Le parole del più celebre ex-Bitcoiner

Quella che segue è la traduzione della prefazione di Nicholas Nassim Taleb al noto libro di Saifedean Ammous “Il Bitcoin standard”.

Oltre alle loro comuni radici libanesi, Taleb e Ammous sono stati accomunati anche da idee simili per quanto riguarda Bitcoin, l’economia, e l’alimentazione.

Nonostante Taleb abbia poi improvvisamente cambiato idea su Bitcoin (qui il suo celebre Black Paper), la sua prefazione al libro rimane un contributo di interesse storico che abbiamo quindi ritenuto meritevole di essere tradotta e pubblicata.

Solo le edizioni vecchie del libro di Ammous contengono questa prefazione e le edizioni più recenti hanno invece una prefazione di Michael Saylor.


Prefazione

di Nicholas Nassim Taleb

Cerchiamo di capire la logica delle cose dall’inizio. Anzi, dalla fine: i tempi moderni. Mentre scrivo queste righe, si sta assistendo ad una rivolta contro una certa classe di esperti, in campi che sono troppo difficili da capire a pieno. Un ottimo esempio è l’economia, in cui non solo gli esperti non sono esperti, ma non ne sono neppure consapevoli.

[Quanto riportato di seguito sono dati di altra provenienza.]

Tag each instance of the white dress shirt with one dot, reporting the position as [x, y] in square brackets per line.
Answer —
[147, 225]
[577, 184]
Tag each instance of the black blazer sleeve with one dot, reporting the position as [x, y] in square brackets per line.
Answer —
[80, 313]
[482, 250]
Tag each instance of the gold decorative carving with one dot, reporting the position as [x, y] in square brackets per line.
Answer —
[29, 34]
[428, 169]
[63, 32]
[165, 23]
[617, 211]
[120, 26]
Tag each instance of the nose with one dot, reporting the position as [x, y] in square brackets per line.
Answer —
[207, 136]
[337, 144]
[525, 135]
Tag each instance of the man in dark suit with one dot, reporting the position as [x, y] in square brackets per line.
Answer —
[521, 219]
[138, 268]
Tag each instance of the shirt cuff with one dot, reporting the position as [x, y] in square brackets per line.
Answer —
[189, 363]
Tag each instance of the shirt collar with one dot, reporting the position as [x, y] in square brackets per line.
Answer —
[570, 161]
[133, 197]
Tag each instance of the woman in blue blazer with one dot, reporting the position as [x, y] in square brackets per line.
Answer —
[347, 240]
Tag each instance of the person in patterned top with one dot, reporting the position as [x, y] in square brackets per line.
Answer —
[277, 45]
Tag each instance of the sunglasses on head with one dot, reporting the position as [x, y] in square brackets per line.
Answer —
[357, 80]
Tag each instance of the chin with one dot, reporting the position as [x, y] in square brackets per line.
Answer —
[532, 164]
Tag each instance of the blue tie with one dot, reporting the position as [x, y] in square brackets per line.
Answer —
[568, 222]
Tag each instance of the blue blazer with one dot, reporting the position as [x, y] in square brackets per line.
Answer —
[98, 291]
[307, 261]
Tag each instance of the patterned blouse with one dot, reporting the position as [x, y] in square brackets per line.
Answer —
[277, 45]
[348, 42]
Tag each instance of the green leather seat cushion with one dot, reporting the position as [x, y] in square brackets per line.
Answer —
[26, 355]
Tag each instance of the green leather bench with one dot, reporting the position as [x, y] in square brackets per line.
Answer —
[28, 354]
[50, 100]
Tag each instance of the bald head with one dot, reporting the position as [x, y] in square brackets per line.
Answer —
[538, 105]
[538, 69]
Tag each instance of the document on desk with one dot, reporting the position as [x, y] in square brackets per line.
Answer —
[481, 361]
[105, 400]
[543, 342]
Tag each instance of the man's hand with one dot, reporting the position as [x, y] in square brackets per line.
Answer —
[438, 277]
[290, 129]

Che Greenspan e Bernanke, i precedenti capoccia della Federal Reserve, non siano stati in grado di comprendere molto della realtà empirica è qualcosa che si è scoperto solo troppo tardi: le macro-supercazzole tendono a persistere più a lungo rispetto alle micro-supercazzole, e dobbiamo stare attenti a chi affidiamo le importanti macro-decisioni nelle nostre società.

A peggiorare le cose è il fatto che tutte le banche centrali abbiano sempre operato utilizzando questo stesso modello (quello delle supercazzole, NdR), producendo così una perfetta monocultura.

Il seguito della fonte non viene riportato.